Story: "Everyone needs to be able to decompress after a hearing. I have gone from finishing a 3-day trial on a Friday, into an oral hearing starting the following Monday. As the "old" team was going for celebratory drinks Friday afternoon, I was heading back to the office for a meeting with the "new" team to get ready for Monday morning.

Not considering having had to juggle prep work for weeks preceding the two matters, it was exhausting having no decompression time built in. As the junior on both files, I had voiced my concerns about jumping right into a hearing after the trial finished. I would have no decompression time. No time to let my brain relax!"

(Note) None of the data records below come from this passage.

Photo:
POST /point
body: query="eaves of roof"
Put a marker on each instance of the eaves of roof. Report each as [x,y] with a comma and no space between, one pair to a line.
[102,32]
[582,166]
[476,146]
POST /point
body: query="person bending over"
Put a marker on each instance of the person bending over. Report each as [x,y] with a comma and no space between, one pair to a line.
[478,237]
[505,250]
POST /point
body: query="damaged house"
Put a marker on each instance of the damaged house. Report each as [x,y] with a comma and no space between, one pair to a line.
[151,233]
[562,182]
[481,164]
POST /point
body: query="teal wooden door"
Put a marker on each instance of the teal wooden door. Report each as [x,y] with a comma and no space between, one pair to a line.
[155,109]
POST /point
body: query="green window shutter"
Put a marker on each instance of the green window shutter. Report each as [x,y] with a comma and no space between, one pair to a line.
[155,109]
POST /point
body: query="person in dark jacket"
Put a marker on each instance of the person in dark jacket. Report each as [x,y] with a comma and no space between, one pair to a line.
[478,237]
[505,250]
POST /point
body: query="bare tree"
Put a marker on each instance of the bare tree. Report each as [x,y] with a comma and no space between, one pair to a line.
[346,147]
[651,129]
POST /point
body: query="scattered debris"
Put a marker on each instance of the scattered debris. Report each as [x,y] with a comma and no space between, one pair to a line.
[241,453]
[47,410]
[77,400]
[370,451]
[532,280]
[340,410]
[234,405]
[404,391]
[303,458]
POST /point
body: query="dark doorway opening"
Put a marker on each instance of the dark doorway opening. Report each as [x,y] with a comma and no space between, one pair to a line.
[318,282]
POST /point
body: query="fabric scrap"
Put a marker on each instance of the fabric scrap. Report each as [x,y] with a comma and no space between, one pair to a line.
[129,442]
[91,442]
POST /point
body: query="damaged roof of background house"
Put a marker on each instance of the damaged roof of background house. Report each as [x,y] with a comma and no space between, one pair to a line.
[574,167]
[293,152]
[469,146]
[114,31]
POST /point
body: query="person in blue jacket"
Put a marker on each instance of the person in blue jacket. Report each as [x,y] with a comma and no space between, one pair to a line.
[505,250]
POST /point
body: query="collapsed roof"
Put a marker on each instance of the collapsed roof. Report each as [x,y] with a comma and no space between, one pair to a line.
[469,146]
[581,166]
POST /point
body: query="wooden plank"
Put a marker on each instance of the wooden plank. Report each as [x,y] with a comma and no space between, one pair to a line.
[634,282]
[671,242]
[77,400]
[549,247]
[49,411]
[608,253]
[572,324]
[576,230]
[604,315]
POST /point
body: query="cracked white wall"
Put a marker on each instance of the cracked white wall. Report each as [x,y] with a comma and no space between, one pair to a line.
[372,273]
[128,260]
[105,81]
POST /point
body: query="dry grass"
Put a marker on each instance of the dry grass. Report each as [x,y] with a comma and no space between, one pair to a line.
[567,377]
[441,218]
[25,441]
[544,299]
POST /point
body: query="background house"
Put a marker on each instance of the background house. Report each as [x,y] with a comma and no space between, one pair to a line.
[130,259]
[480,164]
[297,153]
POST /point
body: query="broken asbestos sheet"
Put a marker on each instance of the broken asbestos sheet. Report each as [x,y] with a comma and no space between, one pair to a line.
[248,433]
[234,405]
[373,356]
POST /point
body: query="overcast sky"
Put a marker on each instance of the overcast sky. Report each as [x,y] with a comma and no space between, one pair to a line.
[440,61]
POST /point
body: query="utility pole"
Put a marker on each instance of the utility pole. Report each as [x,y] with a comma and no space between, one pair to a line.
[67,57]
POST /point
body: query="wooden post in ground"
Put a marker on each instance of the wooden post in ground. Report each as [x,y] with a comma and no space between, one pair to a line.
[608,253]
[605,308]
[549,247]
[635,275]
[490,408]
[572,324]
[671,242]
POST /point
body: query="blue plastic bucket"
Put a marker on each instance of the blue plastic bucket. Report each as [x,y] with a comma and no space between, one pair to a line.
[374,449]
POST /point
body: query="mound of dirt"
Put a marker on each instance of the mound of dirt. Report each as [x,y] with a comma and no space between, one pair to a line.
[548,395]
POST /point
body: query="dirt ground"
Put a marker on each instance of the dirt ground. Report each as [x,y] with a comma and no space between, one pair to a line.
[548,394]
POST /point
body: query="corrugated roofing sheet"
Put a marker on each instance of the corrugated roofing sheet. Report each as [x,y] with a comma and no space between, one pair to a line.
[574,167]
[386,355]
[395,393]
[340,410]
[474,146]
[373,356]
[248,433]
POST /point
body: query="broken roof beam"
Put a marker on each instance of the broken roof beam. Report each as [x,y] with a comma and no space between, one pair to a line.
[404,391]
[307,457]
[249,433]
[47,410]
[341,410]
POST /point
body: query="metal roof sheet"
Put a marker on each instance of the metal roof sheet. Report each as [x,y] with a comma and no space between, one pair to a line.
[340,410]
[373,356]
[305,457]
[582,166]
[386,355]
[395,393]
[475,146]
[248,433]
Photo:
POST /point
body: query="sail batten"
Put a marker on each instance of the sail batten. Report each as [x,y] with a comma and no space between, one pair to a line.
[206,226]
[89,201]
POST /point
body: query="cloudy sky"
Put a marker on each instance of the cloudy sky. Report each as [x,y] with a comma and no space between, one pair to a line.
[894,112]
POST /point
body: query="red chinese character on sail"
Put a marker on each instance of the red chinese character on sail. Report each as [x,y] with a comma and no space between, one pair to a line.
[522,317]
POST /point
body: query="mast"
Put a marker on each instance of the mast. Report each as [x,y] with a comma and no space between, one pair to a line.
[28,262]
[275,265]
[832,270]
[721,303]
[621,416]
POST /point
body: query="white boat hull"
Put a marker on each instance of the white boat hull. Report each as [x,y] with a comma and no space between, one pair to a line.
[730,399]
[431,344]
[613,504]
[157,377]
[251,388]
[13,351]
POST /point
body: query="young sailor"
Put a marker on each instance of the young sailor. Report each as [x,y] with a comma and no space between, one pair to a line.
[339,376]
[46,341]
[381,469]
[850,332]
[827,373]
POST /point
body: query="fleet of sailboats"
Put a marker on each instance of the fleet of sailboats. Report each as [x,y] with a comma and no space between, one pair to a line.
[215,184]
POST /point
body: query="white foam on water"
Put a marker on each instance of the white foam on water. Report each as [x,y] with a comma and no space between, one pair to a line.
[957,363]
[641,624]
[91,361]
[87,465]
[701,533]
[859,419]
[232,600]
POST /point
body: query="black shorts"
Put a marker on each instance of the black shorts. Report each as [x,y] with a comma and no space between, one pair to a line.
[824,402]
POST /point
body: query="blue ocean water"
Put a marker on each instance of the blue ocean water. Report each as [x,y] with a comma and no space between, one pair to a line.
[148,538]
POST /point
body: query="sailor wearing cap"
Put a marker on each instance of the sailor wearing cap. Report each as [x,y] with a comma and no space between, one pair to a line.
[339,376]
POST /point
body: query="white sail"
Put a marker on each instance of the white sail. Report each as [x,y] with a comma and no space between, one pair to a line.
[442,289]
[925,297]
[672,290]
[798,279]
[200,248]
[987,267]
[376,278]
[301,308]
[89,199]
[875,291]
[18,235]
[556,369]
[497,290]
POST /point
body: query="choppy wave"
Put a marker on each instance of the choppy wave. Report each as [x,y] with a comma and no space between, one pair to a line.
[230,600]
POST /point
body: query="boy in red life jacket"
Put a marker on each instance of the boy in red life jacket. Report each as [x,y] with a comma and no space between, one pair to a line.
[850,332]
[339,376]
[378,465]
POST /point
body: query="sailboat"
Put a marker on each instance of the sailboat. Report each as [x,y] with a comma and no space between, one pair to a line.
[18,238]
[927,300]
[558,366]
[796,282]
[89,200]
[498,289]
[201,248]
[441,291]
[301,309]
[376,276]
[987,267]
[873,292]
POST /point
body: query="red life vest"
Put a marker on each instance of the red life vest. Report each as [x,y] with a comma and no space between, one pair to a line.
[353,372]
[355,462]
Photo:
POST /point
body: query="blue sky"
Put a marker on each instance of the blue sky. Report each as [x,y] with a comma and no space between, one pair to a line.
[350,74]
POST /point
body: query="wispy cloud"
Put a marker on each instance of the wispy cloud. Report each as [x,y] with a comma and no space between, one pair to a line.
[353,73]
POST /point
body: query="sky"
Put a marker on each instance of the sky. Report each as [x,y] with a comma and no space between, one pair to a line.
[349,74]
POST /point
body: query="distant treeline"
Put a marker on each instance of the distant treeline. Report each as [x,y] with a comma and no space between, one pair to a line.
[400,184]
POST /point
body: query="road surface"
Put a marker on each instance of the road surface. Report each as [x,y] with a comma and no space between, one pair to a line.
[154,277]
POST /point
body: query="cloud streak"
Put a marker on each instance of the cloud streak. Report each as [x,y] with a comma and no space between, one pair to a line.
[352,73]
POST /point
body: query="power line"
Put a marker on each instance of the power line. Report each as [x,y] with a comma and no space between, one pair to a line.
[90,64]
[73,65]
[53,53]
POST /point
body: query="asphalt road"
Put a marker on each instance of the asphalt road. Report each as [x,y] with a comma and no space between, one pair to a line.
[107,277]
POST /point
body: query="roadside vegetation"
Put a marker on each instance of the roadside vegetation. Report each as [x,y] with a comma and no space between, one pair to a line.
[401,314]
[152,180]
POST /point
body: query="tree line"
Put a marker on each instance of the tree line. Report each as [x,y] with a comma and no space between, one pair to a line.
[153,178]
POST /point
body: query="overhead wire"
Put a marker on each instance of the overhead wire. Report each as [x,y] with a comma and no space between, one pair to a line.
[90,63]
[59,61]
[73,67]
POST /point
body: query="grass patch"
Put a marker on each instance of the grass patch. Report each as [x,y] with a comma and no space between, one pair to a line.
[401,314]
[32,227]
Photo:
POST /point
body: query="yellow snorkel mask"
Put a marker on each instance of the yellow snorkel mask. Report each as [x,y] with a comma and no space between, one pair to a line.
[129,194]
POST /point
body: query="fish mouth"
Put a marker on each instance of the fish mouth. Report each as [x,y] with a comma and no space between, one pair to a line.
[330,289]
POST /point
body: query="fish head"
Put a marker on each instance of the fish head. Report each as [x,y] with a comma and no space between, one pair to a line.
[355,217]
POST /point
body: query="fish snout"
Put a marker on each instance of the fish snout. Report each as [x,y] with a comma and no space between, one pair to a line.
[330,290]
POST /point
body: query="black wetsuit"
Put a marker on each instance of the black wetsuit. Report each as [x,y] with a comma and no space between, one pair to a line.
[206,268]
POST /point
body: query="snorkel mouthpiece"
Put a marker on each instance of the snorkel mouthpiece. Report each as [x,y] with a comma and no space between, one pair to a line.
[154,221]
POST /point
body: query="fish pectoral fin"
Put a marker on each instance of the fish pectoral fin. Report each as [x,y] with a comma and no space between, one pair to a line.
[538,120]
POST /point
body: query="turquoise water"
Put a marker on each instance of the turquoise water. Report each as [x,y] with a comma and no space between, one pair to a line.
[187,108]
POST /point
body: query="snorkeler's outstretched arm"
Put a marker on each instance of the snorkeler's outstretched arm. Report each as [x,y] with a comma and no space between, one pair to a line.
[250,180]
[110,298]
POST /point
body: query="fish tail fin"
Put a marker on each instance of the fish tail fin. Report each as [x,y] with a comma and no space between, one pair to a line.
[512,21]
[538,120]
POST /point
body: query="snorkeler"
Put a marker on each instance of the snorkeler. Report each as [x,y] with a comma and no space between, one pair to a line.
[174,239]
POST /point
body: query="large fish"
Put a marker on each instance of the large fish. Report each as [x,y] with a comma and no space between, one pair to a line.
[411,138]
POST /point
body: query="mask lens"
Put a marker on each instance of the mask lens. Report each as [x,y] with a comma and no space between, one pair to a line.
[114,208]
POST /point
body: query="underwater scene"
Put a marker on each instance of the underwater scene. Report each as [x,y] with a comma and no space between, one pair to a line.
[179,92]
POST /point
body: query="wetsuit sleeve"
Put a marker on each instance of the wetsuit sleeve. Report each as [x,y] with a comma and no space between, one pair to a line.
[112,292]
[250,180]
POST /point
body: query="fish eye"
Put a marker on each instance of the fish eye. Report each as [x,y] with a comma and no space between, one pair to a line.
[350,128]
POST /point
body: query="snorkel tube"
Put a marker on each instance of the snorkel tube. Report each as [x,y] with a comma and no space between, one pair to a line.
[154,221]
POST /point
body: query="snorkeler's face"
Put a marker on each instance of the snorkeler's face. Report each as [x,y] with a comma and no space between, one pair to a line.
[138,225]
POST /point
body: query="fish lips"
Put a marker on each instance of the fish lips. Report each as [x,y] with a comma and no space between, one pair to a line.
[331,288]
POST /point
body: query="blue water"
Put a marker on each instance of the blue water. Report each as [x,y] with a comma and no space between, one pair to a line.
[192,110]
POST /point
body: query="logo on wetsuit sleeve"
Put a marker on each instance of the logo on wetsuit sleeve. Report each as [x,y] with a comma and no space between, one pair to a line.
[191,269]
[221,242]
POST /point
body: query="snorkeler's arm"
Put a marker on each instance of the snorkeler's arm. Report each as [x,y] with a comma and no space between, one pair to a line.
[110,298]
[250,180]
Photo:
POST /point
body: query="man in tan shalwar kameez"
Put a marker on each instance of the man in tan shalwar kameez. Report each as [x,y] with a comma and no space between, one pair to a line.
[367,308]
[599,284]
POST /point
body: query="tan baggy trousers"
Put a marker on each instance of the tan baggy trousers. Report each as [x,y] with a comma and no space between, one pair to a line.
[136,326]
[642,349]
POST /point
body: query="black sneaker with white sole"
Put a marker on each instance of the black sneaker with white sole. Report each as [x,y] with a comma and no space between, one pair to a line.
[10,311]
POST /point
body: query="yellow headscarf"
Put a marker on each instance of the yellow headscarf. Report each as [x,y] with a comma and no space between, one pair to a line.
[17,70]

The partners told me "all the other juniors were just as busy," "it would be a great experience" and something about my "millennial attitude." When both matters finally finished, I was exhausted, burnt-out, and generally apathetic. My routine had fallen apart: I couldn't remember the last time I'd gone to the gym and I was surviving on take-out. While this was an extreme case (and I did learn a lot), I didn't feel supported."

- CBABC Member, anonymous

Conversation points:

  • How do we prevent the ominous “burn out” that is constantly alluded to?
  • How can young lawyers approach senior lawyers when mental health is a concern with respect to deadlines, work hours, pressure?
  • How can young lawyers better recognize their own limitations?  Is saying “no” an actual option?
  • Is the lofty ideal of a work/life balance more than an illusion and how does one achieve it?
  • How do young lawyers prioritize physical wellness (sleep, exercise, eating well) when they do not control their schedules?
  • How do you fit exercise into your busy schedule?

Solutions:

The CBABC Young Lawyer Advisory Committee (YLAC) envisions a legal profession where mental health days or personal days are more widely accepted. 

YLAC members suggestions for maintaining a healthy work-life balance: 

  • Exercise with a friend or co-worker for motivation
  • Meditate for 5-10 minutes at a time
  • Take regular breaks from work
  • Yoga
  • Run
  • Use a sit/stand desk
  • Play with your dog (if you're lucky enough to have one) 
  • Get a massage 
  • Do something on the weekends
    • "Since it's winter, I try to ski every weekend. If I fill up my weekend with something that gets me out of the house, I feel recharged and refreshed when I go back to work on Monday."          - YLAC Member
  • Walk it off. Preferably in nature.